Fig. 4. Increased IL10RB expression is associated with worse COVID-19 outcomes in vivo and increased SARS-CoV-2 viral load in vitro.

a Increased IL10RB expression is associated with worse COVID-19 outcomes in vivo. *, **, and *** for FDR-adjusted p (FDR) ≤ 0.05, 0.01, and 0.001, respectively. Error bars show 95% CI. b In vitro experimental overview. c CRISPRa gRNAs (IL10RB-1, IL10RB-2, IL10RB-3, and IL10RB-4) were used to overexpress IL10RB in hiPSC-derived NGN2-glutamatergic neurons. ***, **, and * correspond to p-values from the linear model of equal or less than 0.001, 0.01, and 0.05, respectively. For the SARS-CoV-2 viral load (right panel) we performed pairwise comparison with unpaired t-test; ***, **, and * correspond to p values equal to, or less than, 0.001, 0.01, and 0.05, respectively. d Competitive gene set enrichment analysis in hiPSC-derived NGN2 glutamatergic neurons.

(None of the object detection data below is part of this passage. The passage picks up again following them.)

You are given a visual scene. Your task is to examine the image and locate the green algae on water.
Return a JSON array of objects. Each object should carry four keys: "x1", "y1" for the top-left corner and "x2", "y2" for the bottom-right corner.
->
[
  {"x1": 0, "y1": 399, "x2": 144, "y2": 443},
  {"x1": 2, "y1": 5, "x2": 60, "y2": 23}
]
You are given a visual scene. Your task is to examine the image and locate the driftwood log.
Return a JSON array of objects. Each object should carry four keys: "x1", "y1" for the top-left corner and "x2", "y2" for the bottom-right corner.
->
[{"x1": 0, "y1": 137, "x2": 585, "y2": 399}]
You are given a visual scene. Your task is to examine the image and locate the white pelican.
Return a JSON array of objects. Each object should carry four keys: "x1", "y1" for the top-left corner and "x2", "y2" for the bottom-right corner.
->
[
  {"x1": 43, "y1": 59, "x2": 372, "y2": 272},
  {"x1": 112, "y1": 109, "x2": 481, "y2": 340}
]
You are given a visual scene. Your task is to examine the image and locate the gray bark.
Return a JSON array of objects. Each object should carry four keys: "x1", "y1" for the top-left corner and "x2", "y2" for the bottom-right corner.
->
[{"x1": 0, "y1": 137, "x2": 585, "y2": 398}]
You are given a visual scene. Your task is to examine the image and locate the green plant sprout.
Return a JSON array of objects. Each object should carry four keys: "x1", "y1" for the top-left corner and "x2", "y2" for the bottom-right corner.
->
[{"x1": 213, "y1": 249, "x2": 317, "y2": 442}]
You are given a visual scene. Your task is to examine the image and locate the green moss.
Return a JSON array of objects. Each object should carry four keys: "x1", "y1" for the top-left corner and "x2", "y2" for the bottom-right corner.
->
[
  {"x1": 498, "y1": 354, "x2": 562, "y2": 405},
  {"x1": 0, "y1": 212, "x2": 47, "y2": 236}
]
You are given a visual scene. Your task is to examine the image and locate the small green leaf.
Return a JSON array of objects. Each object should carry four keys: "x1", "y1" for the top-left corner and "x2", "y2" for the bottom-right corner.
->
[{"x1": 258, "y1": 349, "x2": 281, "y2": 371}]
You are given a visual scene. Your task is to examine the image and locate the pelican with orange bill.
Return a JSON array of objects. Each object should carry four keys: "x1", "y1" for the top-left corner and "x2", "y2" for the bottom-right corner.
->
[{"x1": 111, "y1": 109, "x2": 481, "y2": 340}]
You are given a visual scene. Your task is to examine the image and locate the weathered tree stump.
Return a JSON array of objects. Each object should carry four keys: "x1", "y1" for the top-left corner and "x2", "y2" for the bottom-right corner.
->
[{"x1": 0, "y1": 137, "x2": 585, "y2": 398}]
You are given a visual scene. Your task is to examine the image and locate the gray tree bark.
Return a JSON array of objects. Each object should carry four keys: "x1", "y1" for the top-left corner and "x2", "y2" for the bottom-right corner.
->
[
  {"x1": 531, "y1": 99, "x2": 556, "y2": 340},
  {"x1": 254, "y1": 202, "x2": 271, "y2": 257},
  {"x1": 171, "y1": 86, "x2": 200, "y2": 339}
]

Each row represents a different experimental condition and each column a different gene set; the top row shows the effect of SARS-CoV-2 infection, while the remaining rows show the effect of gene manipulation (e.g., IL10RB vs. nontargeting siRNA) within a specific group (e.g., CoV(−): uninfected cells). The left side of the plot (Gene ontology gene sets; white background) indicates enrichment for canonical pathways and biological processes that are significantly enriched (FDR < 0.05) in SARS-CoV-2 infection (top row), while the right side (Betacoronavirus Gene sets; gray background) illustrates enrichment for gene sets that correspond to betacoronavirus infections across different cell systems²¹ (only significant results are shown; FDR < 0.05).